Hydrogen has opened up a new market niche for China in the form of the ability to export a wide range of equipment for low-carbon hydrogen production, transportation, and storage. China aims to monetize its technological leadership and other advantages not only in the solar panel market, but also in the electrolyzer market.

A decade ago, China’s expansion in the global solar panel market caused panic in Europe and the USA. According to research firm Info-link, China exported 208 GW of solar modules in 2023, up 34% from 154.8 GW in 2022. Europe, as in 2022, was the largest buyer. Over the past year, Europeans imported a total of 101.5 GW of solar modules from China, up nearly 17% from 86.6 GW in 2022. Already this year, the spot FOB price of the popular TOPCon module in Europe has been $0.11 to $0.13 per watt. These low prices make solar energy extremely competitive.

In spite of desperate attempts by Europe, India, and the USA to establish their own solar panel production, global dependence on Chinese devices is not yet waning.
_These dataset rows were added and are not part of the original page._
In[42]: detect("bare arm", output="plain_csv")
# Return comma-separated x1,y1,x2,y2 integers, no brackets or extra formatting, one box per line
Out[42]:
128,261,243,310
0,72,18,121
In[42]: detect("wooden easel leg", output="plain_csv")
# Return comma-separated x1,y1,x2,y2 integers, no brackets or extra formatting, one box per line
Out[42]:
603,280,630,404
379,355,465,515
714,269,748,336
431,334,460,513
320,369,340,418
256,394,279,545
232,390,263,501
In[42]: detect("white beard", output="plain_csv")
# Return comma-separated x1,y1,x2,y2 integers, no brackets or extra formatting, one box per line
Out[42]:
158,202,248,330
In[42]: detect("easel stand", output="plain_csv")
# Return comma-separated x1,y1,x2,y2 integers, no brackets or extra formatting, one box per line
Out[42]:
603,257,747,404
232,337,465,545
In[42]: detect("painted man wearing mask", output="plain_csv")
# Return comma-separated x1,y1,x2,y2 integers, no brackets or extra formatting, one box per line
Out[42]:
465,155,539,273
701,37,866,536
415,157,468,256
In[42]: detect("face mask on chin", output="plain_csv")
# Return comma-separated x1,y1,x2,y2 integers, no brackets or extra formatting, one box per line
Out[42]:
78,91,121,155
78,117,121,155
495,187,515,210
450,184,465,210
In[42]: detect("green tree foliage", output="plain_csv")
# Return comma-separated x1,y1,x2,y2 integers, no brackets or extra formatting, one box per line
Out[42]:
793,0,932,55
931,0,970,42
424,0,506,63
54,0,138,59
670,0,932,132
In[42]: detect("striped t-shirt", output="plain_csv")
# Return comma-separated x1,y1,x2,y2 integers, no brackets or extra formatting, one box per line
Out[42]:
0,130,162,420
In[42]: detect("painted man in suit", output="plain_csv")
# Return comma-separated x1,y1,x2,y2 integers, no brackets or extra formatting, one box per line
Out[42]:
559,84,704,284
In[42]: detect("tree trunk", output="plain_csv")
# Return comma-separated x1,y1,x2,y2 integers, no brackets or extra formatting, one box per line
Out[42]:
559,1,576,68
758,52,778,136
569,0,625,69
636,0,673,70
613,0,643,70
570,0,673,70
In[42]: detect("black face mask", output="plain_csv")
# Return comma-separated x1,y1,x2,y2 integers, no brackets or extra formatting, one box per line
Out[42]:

With a sense of deja-vu, these countries are looking at nascent competition with Chinese electrolyzers. According to BNEF, more than 40% of all electrolyzers produced today are sourced from China. Chinese electrolyzers are not always more efficient than those produced in the USA and Europe, but they are much cheaper – about four times cheaper. Chinese electrolyzer companies have so far mainly served their domestic market, but they are beginning to expand sales abroad despite attempts to restrict exports from the PRC under various pretexts.

Does hydrogen from China have competitors in foreign markets?

Does green hydrogen from the PRC have any worthy rivals to compete with it in the global H2 markets? The costs of production are of critical importance here. Let’s refer to the results of BNEF’s 2023 comparative cost studies of hydrogen production.

The cost range for green hydrogen produced from Chinese alkaline electrolyzers is estimated by BNEF to be $2.4 to $5.9 per kg of hydrogen. For Western-made alkaline electrolyzers, the cost ranges from $4.18 to $11.07 per kg of hydrogen. For western-made PEM electrolyzers, it is $4.75 to $12.0 per kg of hydrogen.

The chances of those PRC competitors in the global hydrogen markets that use more expensive non-Chinese electrolyzers, all other things being equal, are virtually nonexistent at the moment.